Devdas
Après le succès d’estime de Lagaan en 2002, et l’hommage rendu à la star du millenium, Amitabh Bachchan, au récent festival de Deauville, le cinéma indien populaire refait de nouveau parler de lui en France, et c’est tant mieux. Si l’on s’en tient du point de vue strictement budgétaire, c’est la crème du cinéma de Bollywood qui arrive, avec Devdas, sur nos écrans. Avec 13 millions de dollars de budget, il s’agirait de la production la plus coûteuse issue des studios du sous-continent. Devdas avait été présenté hors-compétition à Cannes l’année dernière. Si le cinéma indien populaire est quasiment invisible en Europe dans les grands circuits de distribution, il arrose pourtant largement le continent asiatique. Une des joies du départ des talibans n’a-t-il pas été pour les Afghans de pouvoir à nouveau visionner ces films indiens ? Et qui dit film indien implique nécessairement musique, sans doute encore plus largement diffusée que les films eux mêmes.
Le thème du film est universel, celui de l’amour impossible.
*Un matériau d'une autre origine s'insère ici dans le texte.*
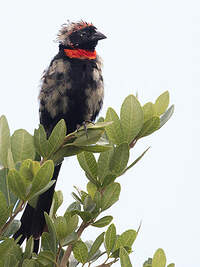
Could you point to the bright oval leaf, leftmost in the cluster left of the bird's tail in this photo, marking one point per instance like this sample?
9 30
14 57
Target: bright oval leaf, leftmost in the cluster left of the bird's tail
17 184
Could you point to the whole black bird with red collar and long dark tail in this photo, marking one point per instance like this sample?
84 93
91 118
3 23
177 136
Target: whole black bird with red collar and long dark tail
72 89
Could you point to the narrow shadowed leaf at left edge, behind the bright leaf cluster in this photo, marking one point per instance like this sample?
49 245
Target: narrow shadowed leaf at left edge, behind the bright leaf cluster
10 197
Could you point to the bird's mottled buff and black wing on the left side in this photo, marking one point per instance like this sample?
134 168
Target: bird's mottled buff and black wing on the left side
53 98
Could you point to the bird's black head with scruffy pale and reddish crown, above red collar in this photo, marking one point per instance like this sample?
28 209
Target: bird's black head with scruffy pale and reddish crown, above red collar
80 35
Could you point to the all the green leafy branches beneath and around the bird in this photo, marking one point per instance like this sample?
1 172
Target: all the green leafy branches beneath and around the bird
27 168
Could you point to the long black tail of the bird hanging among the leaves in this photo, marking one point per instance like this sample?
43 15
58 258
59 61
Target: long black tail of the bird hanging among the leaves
33 220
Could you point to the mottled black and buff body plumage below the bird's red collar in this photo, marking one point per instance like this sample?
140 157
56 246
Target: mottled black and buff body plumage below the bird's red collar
71 89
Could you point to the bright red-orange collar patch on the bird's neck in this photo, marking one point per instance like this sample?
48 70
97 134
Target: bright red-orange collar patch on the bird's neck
80 53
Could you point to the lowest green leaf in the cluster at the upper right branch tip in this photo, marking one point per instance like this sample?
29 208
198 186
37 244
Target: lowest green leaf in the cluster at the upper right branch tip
149 127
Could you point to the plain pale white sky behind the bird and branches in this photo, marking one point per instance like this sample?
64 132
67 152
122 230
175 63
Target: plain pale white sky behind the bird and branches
152 46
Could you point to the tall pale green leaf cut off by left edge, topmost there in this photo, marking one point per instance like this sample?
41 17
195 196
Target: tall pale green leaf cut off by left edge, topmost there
4 141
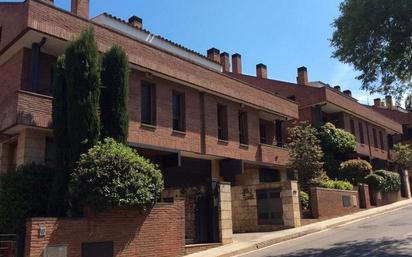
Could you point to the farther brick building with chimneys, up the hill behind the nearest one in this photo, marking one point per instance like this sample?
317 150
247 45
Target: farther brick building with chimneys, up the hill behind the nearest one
319 102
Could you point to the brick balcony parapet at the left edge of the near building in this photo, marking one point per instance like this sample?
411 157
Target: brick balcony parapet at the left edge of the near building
25 108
Amoureux depuis l’enfance, Paros et Devdas ne peuvent voir leur souhait d’union se réaliser. Ici, ce n’est pas la rancoeur entre les deux familles qui les sépare, comme dans Roméo et Juliette, mais leurs origines sociales. Alors que Paros s’est mariée à un aristocrate, Devdas va noyer son chagrin dans l’alcool. Au cours de sa déchéance, Devdas va faire succomber à son charme la courtisane Chandramukhi, avec laquelle une relation particulière va s’établir, en raison de leur destin commun.
Si c’est à Roméo et Juliette que nous fait irrésistiblement penser le film, c’est pourtant dans la mythologie indienne que le film vient puiser son inspiration. Influencé par l’histoire d’amour entre Radha et Krishna, Devdas est adapté d’un des plus importants succès d’édition en Inde. Ce roman a déjà fait l’objet de nombreuses transpositions à l’écran, dont la première date de l’époque du cinéma muet.
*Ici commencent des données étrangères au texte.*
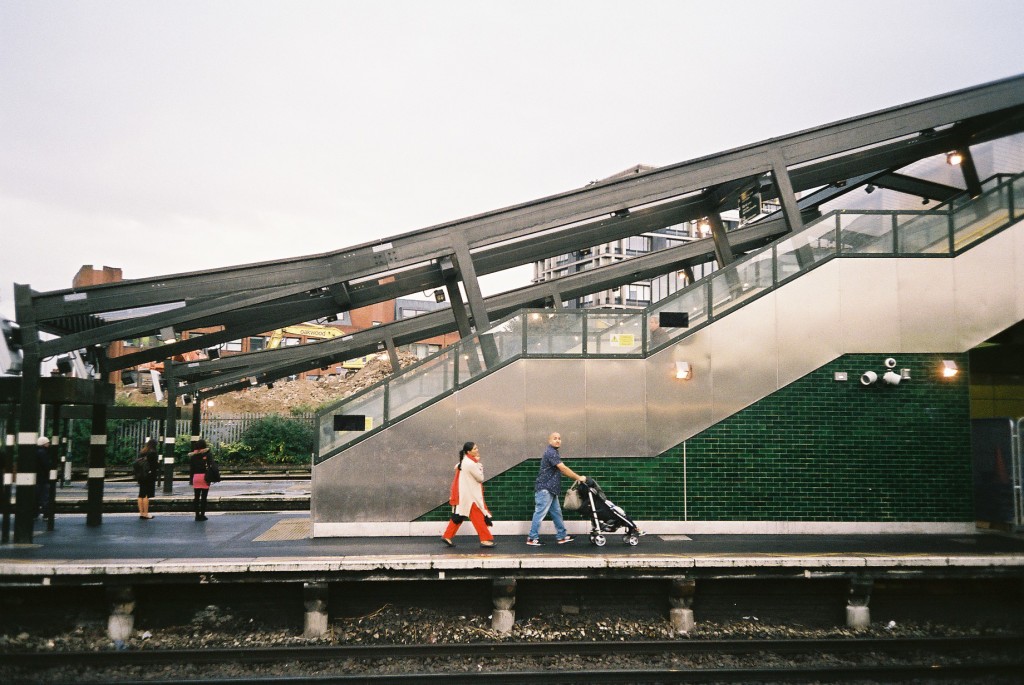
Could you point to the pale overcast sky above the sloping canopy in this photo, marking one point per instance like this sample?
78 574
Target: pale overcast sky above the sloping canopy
163 138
Prière de laisser votre carapace au vestiaire, c’est dans sa naïveté même que le film touche. Ici pas de doubles intentions, laissez vous mener par ce que vous voyez à l’écran. On peut se moquer de la naïveté des films indiens, mais certains blockbusters américains - je pense aux scènes romantiques du dernier film de Georges L. - n’ont rien à leur envier.
La qualité de la production de Devdas n’a pas non plus à pâlir. L’aspect visuel du film est de premier ordre, la production de grande qualité - avec notamment des décors luxueux de palais, dans lesquels la quasi-totalité des scènes a été filmée. Leur architecture permet des mouvements de caméra très fluides. Une véritable attention a été portée aux luxuriants détails, que met en valeur une très belle photographie, avec un accent mis sur des tons chauds, rouge, ocre...
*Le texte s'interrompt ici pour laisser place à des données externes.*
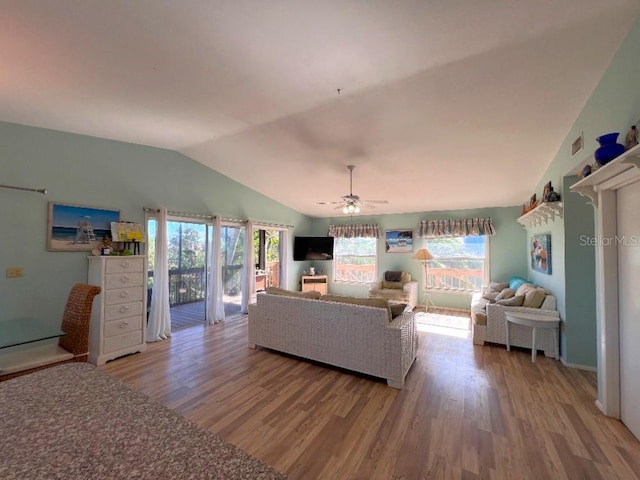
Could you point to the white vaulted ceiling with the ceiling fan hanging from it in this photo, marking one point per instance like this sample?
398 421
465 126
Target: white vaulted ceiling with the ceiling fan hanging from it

La longueur me direz vous. Mis à part quelques passages à vide dans la deuxième partie, les trois heures que dure le film s’écoulent agréablement. La manière de regarder un film en France, comme on écoute la messe à l’église, n’est sans doute pas par ailleurs le meilleur moyen de savourer ce type de film. Un des points faibles du film réside dans la prestation de l’acteur interprétant Devdas, Shahrukh Khan, lors des scènes dramatiques dans la dernière partie. En revanche, les deux actrices sont divines. Aishwarya Rai (Paros), ancienne Miss Monde reconvertie dans le cinéma, et Madhuri Dixit (Chandramukhi), une des actrices les plus titrées du cinéma indien, sont pour beaucoup dans la réussite du film - et pas seulement pour leur beauté. La scène où les deux femmes se rencontrent pour la première fois dans les appartements de Chandramukhi est sans conteste un des plus beaux moments du film, de par l’émotion qui s’en dégage. Un peu plus tard, nous retrouverons ces deux apsaras dans le meilleur numéro musical du film, "Dola Re Dola". Une séquence au rythme endiablé, bien mise en relief par le montage et les mouvements de caméra. Sans être un aficionado des musiques de films indiens, la bande originale du film, qui est sans doute plus importante en Asie que le film en lui même, vaut le détour.
D’ailleurs, ll faut que je vous quitte pour aller de ce pas m’acheter la B.O...
Devdas sort sur les écrans français ce mercredi 2 avril. Il est par ailleurs disponible en DVD indien chez Eros Entertainment, en 5.1 sous-titré anglais, avec bon nombre de suppléments (making of, trailers, ...).